Glass Dynamics Deep in the Energy Landscape

When a liquid is cooled, progress down the energy landscape is arrested near the glass transition temperature T-g. In principle, lower energy states can be accessed by waiting for further equilibration, but the rough energy landscape of glasses quickly leads to kinetics on geologically slow time scales below T-g. Over the past decade, progress has been made probing deeper into the energy landscape via several techniques. By looking at bulk and surface diffusion, using layered deposition that promotes equilibration, imaging glass surfaces with faster dynamics below T-g, and optically exciting glasses, experiments have moved into a regime of ultrastable, low energy glasses that was difficult to access in the past. At the same time, both simulations and energy landscape theory based on a random first order transition (RFOT) have tackled systems that include surfaces, optical excitation, and interfacial dynamics.

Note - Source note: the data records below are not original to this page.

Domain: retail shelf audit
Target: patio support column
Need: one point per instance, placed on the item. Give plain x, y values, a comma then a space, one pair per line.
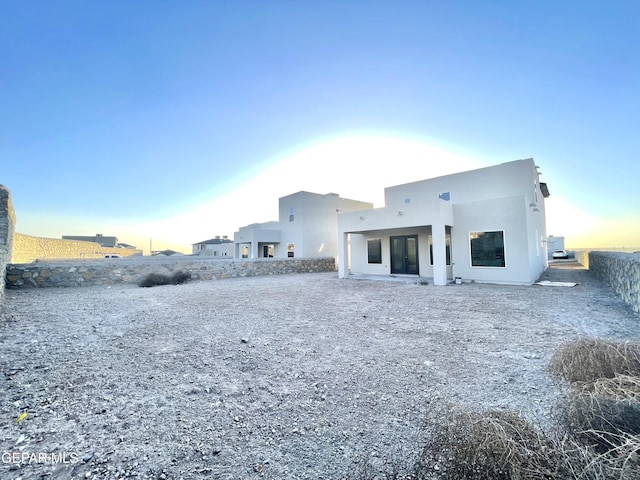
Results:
439, 254
343, 255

Here we review some of the recent experimental work, and how energy landscape theory illuminates glassy dynamics well below the glass transition temperature by making direct connections between configurational entropy, energy landscape barriers, and the resulting dynamics.

Automated summary

When a liquid is cooled, progress down the energy landscape is arrested near the glass transition temperature T-g. Techniques such as observing diffusion, deposition, imaging, and optical excitation have allowed experiments to probe deeper into the energy landscape. This has led to access to ultrastable, low energy glasses that were difficult to reach before.